My partner also bought cricket bat willows from Scottsdale nursery about 25 years ago, as an investment and he is a cricket tragic. He was under the impression it would be around 12 years before they were big enough to harvest, but they have taken all this time to grow!
They are now about the right size to harvest, around 60 trees in total, the problem is finding someone to turn them into cricket bats. Certainly not a fast money making venture.
Oh my, this is a wonderful story Ruth- 25 years later! Thank you for sharing it. I would be fascinated to know if the produced wood will be good enough for a cricket bat, as I understand that the quality of the wood depends very much on it growing quickly. Regardless, I hope that he finds someone as they would be terrific!
Hi Ruth,
I am a Cricket bat maker and repairer based in Launceston (TAS) and currently order my willow from international suppliers. I would be interested in discussing your willow.
What a fascinating article. Thanks for your well-presented research.
Thank you Colin, I appreciate your comment. All the best, Ali
What a very interesting article and lovely old photos, I wondered about that strange looking rock in photograph 73/28 above, and found this: https://eprints.utas.edu.au/14567/4/General_geology.pdf
I guess they were called skittleballs because it’s less of a mouthfull than ‘tor of scoriaceous tholeiitic basalt’!
PS The article’s title, a play on the Lennon / McCartney song ‘Norwegian Wood’ which has an interesting last 2 lines “So I lit a fire, Isn’t it good Norwegian wood? I think it’s a revenge song!
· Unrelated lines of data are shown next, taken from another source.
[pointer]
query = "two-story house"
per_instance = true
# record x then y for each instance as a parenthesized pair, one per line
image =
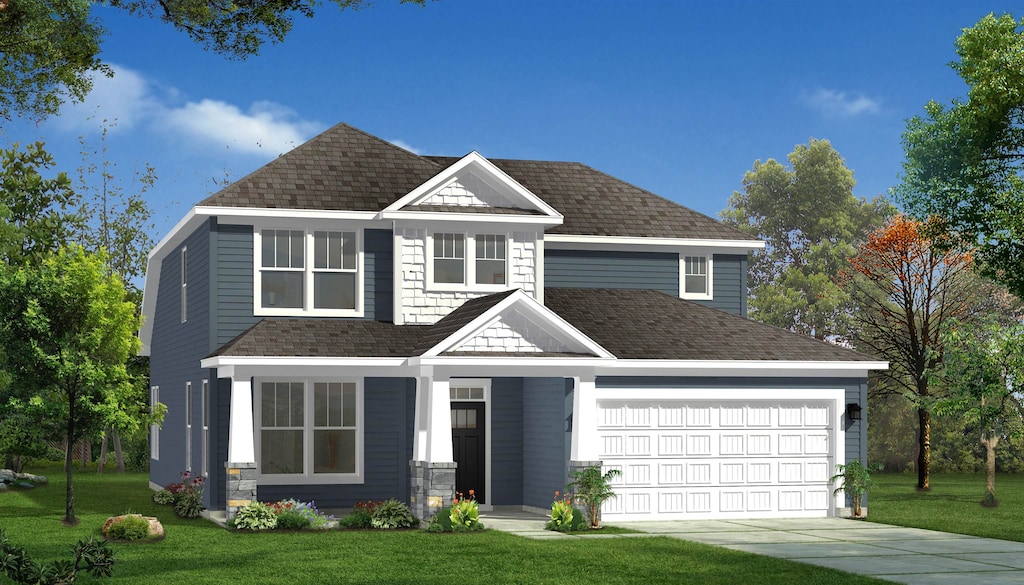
(353, 322)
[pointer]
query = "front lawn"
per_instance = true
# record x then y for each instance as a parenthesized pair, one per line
(198, 551)
(951, 505)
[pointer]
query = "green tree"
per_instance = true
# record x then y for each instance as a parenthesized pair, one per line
(67, 335)
(811, 222)
(49, 49)
(39, 213)
(983, 367)
(964, 160)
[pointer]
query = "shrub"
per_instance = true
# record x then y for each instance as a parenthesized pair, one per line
(593, 489)
(188, 498)
(562, 513)
(357, 519)
(164, 498)
(392, 514)
(129, 528)
(292, 519)
(465, 514)
(256, 515)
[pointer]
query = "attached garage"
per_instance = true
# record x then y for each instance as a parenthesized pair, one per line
(720, 453)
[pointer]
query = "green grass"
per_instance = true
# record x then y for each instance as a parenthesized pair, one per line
(198, 551)
(951, 505)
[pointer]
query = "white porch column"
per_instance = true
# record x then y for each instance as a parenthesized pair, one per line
(585, 441)
(439, 421)
(241, 445)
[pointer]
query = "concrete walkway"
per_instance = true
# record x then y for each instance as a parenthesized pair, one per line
(906, 555)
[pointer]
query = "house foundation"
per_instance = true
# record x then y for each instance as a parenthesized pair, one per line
(431, 487)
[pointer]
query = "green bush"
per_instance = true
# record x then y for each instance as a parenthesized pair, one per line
(357, 519)
(129, 528)
(292, 519)
(392, 514)
(256, 515)
(164, 498)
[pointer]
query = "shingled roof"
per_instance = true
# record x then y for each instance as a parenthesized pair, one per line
(630, 324)
(347, 169)
(651, 325)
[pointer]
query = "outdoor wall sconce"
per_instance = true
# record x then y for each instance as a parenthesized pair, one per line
(853, 411)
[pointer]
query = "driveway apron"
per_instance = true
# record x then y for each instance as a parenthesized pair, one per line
(895, 553)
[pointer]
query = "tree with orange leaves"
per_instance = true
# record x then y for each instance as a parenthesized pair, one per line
(908, 291)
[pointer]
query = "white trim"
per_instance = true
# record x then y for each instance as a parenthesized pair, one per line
(473, 161)
(709, 293)
(469, 283)
(545, 318)
(397, 275)
(188, 425)
(308, 272)
(308, 476)
(154, 428)
(485, 384)
(563, 241)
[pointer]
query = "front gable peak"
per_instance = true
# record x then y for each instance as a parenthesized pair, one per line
(472, 184)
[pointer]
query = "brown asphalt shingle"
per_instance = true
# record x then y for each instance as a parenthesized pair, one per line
(631, 324)
(346, 169)
(650, 325)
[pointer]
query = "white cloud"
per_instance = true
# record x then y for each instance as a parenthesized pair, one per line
(840, 105)
(265, 128)
(128, 99)
(403, 144)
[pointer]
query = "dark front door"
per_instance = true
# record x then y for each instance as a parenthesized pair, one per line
(467, 445)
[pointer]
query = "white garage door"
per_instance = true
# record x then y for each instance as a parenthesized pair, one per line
(718, 459)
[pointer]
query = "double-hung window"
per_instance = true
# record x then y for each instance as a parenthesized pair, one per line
(310, 429)
(696, 277)
(468, 260)
(313, 272)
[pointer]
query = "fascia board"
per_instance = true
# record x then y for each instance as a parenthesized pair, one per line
(565, 241)
(418, 216)
(445, 175)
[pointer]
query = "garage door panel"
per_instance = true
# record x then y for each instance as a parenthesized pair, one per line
(728, 459)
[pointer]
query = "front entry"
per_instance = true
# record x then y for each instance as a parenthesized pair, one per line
(468, 448)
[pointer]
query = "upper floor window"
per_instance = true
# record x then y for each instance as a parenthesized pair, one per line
(696, 277)
(476, 260)
(308, 272)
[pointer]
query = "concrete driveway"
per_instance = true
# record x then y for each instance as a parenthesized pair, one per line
(900, 554)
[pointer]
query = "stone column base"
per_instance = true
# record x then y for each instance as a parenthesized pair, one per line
(431, 488)
(241, 487)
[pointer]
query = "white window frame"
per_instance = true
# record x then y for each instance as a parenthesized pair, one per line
(205, 421)
(307, 476)
(469, 270)
(154, 428)
(188, 426)
(184, 284)
(709, 262)
(308, 270)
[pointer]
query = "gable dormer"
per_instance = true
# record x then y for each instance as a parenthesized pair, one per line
(469, 231)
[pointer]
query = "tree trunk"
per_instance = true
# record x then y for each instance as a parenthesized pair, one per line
(102, 452)
(70, 469)
(924, 449)
(990, 444)
(118, 453)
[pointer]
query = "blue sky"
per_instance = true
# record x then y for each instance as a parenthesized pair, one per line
(679, 97)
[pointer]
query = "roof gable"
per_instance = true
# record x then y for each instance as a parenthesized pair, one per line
(510, 322)
(471, 183)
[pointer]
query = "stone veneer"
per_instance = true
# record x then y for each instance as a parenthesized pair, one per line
(420, 306)
(513, 333)
(431, 488)
(241, 487)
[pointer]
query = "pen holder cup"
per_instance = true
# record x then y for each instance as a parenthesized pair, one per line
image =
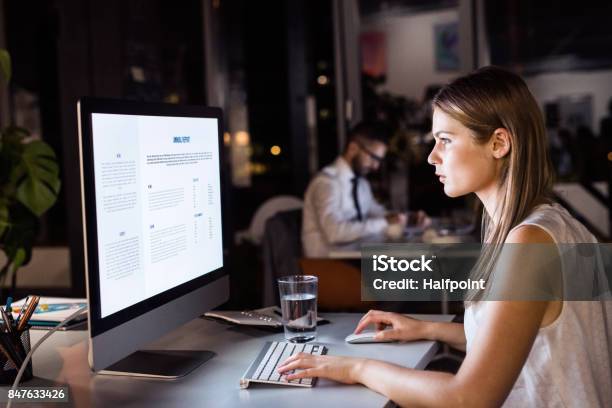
(14, 347)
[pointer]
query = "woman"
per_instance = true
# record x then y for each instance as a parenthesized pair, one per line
(490, 140)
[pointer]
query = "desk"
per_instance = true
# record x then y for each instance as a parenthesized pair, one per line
(63, 359)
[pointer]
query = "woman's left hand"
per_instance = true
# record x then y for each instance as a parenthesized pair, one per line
(341, 369)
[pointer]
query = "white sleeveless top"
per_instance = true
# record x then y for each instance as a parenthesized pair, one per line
(570, 362)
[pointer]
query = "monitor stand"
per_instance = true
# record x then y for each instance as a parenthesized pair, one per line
(166, 364)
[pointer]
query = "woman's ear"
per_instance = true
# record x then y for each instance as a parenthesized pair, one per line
(500, 143)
Hi David, Aren’t the skittleballs fascinating, such an interesting geological formation! It really adds to the strangeness of the cricket pitch’s location. And yes, it really is a revenge song, he must have woken up feeling a bit cold and shunned … Many thanks, Ali
Probably 35 years back, Woodlea Nursery, out from Scottsdale, acquired cricket bat willow cuttings, to attempt establishing an industry. As far as I know, none of the plantings were successful in producing quality wood for bat manufacture, as the growth rate was too slow.
The planting material was provided as potted, rooted cuttings, which ,in my opinion, was not a necessary step in establishment. Some of the “cuttings” became separated from their roots when removing them from the pots, these ones, I trimmed off with secateurs and those trees were the most successful in producing a barrel near adequate for suitability to produce a bat.
Most of the small plantation has been cleared, with possibly just a couple of dozen trees remaining.
Dear Rob, thank you so much for your comment. This is really interesting, and so great to find someone who worked with the cricket bat willow trees. There is lots of discussion in the forestry records of the 1940s and 1950s about the slow growing of the bat willow cuttings, and so I am so pleased to hear of your first hand experience of this too.